La durée de la grossesse est pour l’ordinaire d’environ neuf mois, c’est-à-dire de deux cents soixante & quatorze jours : ce tems est cependant quelquefois plus long, & très-souvent bien plus court. On sait qu’il naît beaucoup d’enfans à sept & à huit mois ; on sait aussi qu’il en naît quelques-uns beaucoup plûtard qu’au neuvieme mois : mais en général les accouchemens qui précedent le terme de neuf mois, sont plus communs que ceux qui le passent ; aussi on peut avancer que le plus grand nombre des accouchemens qui n’arrivent pas entre le deux cents soixante & dixieme jours & le deux cents quatre-vingtieme, arrivent du deux cents soixantieme au deux cents soixante & dixieme ; & ceux qui disent que ces accouchemens ne doivent pas être regardés comme prematurés, paroissent bien-fondés. Selon ce calcul, les tems ordinaires de l’accouchement naturel s’étendent à vingt jours, c’est-à-dire depuis huit mois & quatorze jours, jusqu’à neuf mois & quatre jours.

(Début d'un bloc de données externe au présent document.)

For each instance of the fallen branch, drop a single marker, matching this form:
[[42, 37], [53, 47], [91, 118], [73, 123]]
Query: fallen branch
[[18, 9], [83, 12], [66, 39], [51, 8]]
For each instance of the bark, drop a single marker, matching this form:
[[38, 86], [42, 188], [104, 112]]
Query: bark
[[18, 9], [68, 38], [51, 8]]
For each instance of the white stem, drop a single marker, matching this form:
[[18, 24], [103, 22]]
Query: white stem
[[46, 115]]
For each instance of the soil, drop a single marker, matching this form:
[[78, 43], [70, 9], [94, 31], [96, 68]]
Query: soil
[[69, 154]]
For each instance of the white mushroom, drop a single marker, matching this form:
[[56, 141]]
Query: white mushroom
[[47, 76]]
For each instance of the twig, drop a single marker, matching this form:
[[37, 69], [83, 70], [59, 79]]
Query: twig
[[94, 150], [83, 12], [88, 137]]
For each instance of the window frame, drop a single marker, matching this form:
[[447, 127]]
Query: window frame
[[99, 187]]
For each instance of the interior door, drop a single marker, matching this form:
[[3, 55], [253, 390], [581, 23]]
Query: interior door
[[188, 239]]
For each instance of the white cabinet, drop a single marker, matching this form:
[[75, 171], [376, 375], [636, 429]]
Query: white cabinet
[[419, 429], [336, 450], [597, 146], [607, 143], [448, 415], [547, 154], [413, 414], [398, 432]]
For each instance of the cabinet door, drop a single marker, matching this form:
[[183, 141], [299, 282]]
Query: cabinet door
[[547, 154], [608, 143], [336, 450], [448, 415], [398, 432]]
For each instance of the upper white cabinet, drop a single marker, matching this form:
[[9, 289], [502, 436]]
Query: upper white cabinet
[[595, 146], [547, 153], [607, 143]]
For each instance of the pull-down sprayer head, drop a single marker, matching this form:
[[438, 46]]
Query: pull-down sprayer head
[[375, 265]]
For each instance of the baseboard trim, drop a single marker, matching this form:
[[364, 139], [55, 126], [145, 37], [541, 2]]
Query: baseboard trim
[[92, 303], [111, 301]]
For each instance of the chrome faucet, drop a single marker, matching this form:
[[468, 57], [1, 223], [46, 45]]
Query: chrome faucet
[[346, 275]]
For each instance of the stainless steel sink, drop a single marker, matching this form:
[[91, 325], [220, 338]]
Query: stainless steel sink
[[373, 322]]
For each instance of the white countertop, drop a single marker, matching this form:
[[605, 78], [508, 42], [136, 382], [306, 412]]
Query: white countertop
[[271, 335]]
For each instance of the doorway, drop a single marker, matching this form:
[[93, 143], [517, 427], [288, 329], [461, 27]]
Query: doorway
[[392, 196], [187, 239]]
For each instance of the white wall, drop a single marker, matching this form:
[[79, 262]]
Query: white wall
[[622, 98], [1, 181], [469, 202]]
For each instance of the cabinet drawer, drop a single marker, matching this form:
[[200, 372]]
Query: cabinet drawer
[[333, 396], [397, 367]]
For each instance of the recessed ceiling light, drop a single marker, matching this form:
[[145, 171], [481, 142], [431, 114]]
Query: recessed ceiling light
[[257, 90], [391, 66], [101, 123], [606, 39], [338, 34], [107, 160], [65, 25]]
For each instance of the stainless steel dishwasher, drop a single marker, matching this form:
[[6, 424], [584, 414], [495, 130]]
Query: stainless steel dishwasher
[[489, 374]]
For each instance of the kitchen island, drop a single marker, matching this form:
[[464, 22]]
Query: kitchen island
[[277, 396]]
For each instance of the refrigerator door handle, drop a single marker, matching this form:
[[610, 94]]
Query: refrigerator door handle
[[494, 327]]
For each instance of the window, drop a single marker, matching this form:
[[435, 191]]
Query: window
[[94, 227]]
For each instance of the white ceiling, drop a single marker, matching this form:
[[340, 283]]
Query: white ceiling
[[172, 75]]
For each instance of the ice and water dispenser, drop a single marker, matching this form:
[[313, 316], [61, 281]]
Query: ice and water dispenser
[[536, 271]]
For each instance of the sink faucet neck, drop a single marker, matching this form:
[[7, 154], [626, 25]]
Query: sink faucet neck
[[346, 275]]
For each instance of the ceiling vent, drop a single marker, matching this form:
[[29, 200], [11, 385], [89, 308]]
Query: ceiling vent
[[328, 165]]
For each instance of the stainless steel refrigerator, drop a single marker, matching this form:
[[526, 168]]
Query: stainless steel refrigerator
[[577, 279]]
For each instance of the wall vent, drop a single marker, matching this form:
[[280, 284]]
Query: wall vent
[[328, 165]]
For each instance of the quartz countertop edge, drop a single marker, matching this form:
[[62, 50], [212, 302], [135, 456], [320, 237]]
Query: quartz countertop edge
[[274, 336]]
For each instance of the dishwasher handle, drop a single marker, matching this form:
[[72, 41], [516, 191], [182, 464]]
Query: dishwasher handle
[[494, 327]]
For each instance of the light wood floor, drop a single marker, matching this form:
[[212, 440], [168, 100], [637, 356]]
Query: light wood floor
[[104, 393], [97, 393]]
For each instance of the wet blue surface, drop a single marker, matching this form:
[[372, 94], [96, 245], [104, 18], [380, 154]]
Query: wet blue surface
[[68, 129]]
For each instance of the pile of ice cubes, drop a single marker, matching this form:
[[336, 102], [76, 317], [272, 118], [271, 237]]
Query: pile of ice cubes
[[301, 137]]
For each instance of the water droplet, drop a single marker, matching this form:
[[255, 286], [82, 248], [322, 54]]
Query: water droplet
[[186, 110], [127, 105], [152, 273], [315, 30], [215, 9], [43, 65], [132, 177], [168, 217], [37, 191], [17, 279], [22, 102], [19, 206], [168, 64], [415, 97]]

On a fait une observation qui paroît prouver l’étendue de cette variation dans la durée des grossesses en général, & donner en même tems le moyen de la réduire à un terme fixe, dans telle ou telle grossesse particuliere. Quelques personnes prétendent avoir remarqué que l’accouchement arrivoit après dix mois lunaires de vingt-sept jours, ou neuf mois solaires de trente jours, au premier ou au second jour qui répondoit aux deux premiers jours auxquels l’écoulement périodique étoit arrivé à la mere avant sa grossesse. Avec un peu d’attention, l’on verra que le nombre de dix périodes de l’écoulement des regles peut en effet fixer le tems de l’accouchement à la fin du neuvieme mois, ou au commencement du dixieme.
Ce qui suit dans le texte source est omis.